Há mais de meio século os africanos eram escravizados, conduzidos à ferro ao destino mais sombrio de suas vidas. O regime colonialista criou um império de segregação gritante baseado no grau de pigmentação da pele e os negros sofriam a fúria da civilização, do proselitismo forçado e o repúdio aberto da humanidade dos indígenas era visceral que os assimilados, os intermediários, usufruíam uma posição privilegiada relativamente a classe robustamente enegrecida. As mulheres, os seres divinos no panteão africano, viam-se despidas à força para satisfazer os desejos sexuais do homem branco. A tortura corporal, os estupros, o trabalho forçado e a matança faziam parte da vida quotidiana dos africanos. A Bíblia, a Filosofia, a Antropologia, a História justificavam a escravização do continente e exploração irresponsável dos recursos naturais, do povo e das suas tradições. Na década de 1960 marca-se um período das independências africanas e uma etapa incipiente do percurso das liberdades. No entanto, o que é liberdade?

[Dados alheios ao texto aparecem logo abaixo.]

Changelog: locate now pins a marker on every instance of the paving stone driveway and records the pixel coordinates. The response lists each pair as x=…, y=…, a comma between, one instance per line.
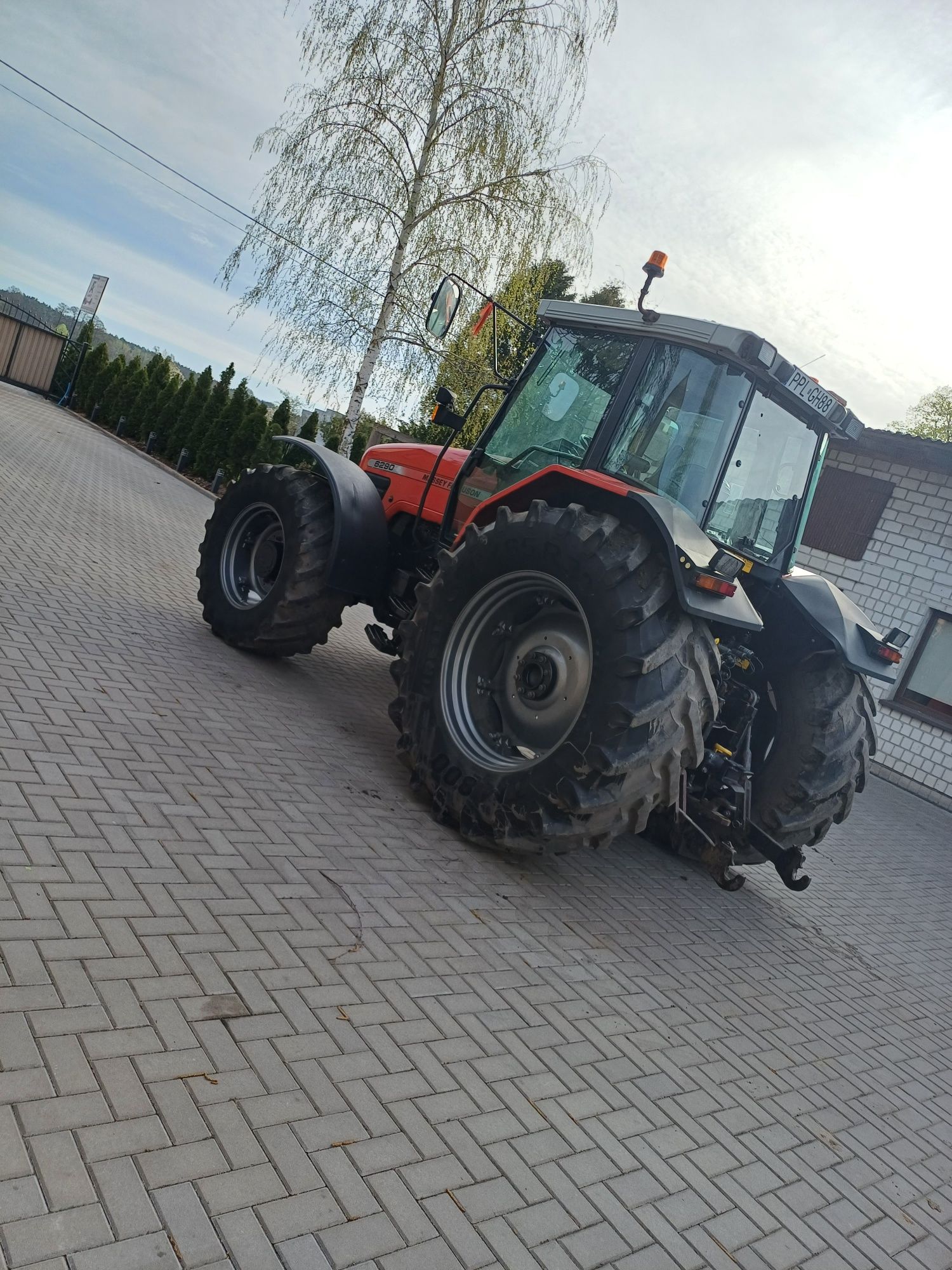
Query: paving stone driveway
x=252, y=995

O facto de estarmos político e economicamente independentes, em certo grau, ao Ocidente significa que já estamos realmente livres?
A Declaração Universal dos Direitos Humanos no seu preâmbulo reza:
Considerando que o desprezo e o desrespeito pelos direitos humanos resultaram em actos bárbaros que ultrajaram a consciência da humanidade e que o advento de um mundo em que mulheres e homens gozem de liberdade de palavra, de crença e da liberdade de viverem a salvo do temor e da necessidade foi proclamado como a mais alta aspiração do ser humano comum.
Como se pode ver que a mobilização da consciência humana que consista em um exercício diverso de pensar, crer, escolher e se relacionar assenta na liberdade dos indivíduos.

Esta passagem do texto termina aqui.